写真●日本航空の渋谷氏
写真●日本航空の渋谷氏
(撮影:井上 裕康)
[画像のクリックで拡大表示]

 日本航空 Web販売部 1to1マーケティンググループの渋谷直正アシスタントマネジャーは 2016年1月25日、東京・目黒のウエスティンホテル東京で開催した「イノベーターズ会議」(日経BP社 日経ITイノベーターズ主催)で講演した。講演の題目は、「IT部門と“想い”を共有してよりよい分析環境を構築しよう」。

 渋谷氏は、米国で開かれたシンポジウムで、ある保険会社のIT部門とユーザー部門の担当者が協力してプレゼンテーションした事例を紹介した。「IT部門とユーザー部門が密に連携できていることを象徴するようなプレゼンだ」(渋谷氏、写真)。

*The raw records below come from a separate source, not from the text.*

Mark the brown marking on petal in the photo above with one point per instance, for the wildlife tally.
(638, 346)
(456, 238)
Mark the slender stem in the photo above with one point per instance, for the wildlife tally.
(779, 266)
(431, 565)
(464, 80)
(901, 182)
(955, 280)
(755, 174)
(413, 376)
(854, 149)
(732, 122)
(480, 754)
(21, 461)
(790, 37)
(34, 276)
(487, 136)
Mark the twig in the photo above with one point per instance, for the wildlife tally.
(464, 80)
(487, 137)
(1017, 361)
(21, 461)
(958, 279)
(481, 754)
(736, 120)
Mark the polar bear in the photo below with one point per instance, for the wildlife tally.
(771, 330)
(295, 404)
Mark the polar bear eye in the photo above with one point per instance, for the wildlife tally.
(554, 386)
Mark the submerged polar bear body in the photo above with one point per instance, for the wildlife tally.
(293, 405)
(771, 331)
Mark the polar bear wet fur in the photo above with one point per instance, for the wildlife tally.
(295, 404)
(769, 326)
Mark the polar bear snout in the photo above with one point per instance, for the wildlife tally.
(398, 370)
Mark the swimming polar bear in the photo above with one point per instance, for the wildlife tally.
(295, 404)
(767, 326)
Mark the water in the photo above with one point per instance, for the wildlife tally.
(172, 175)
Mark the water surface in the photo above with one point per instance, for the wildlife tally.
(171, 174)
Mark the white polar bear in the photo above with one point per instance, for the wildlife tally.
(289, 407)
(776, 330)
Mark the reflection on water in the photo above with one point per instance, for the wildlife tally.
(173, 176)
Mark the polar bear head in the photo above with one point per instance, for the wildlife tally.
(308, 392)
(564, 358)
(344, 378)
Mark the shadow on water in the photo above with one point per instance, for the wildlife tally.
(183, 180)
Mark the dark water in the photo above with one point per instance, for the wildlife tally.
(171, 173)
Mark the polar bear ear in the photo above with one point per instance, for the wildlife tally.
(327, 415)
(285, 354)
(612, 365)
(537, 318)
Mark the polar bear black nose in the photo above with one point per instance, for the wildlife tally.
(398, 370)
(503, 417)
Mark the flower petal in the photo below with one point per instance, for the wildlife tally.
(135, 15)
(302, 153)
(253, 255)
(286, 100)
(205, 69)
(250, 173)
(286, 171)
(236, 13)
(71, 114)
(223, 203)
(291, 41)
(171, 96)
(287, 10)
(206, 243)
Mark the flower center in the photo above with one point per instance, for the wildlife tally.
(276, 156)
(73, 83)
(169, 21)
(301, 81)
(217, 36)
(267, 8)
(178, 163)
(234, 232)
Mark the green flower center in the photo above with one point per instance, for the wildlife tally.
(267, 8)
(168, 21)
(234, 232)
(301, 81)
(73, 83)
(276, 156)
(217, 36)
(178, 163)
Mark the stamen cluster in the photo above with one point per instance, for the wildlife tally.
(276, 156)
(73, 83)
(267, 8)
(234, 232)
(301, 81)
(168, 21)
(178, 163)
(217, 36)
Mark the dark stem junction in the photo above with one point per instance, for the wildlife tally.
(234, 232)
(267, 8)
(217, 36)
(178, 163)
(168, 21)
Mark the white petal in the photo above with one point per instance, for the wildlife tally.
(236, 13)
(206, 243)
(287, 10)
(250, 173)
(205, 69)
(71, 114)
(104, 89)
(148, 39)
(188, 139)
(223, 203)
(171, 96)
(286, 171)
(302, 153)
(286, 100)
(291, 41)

 このプレゼンテーションでは、それぞれの担当者が担当分野について交互に解説を進めた。ユーザー部門はまず事業内容や課題について紹介し、その課題解決のためのITソリューションについてIT部門が解説する。その後、ユーザー部門はITソリューションの効果を紹介する、といった具合だ。

 密に連携できていない場合のデメリットについても渋谷氏は言及した。例えば、マーケティング用途でシステム導入を想定するケース。「分析業務に対する理解が不足していると、事前に要件定義やシステム構成を厳密に策定することを求められる」(渋谷氏)。マーケティング用途のシステムでは、試行錯誤が必要なことが多く、初めから要件を完璧に決めることは難しいという。

 渋谷氏は、ユーザー部門とIT部門が密に連携するためには「日頃から積極的に交流するべきだ」とする。ユーザー部門は、必要なときだけIT部門に問い合わせるのではなく、抱えている課題や考えている事業の方向性について共有する。このほか、システムやツールを導入したら、効果や稼働状況、現場の評価についても、IT部門と共有する。渋谷氏は講演の最後に、「何か課題が発生した場合に『できない』と決めつけるのではなく、できるように協力するような関係を構築したい」と語った。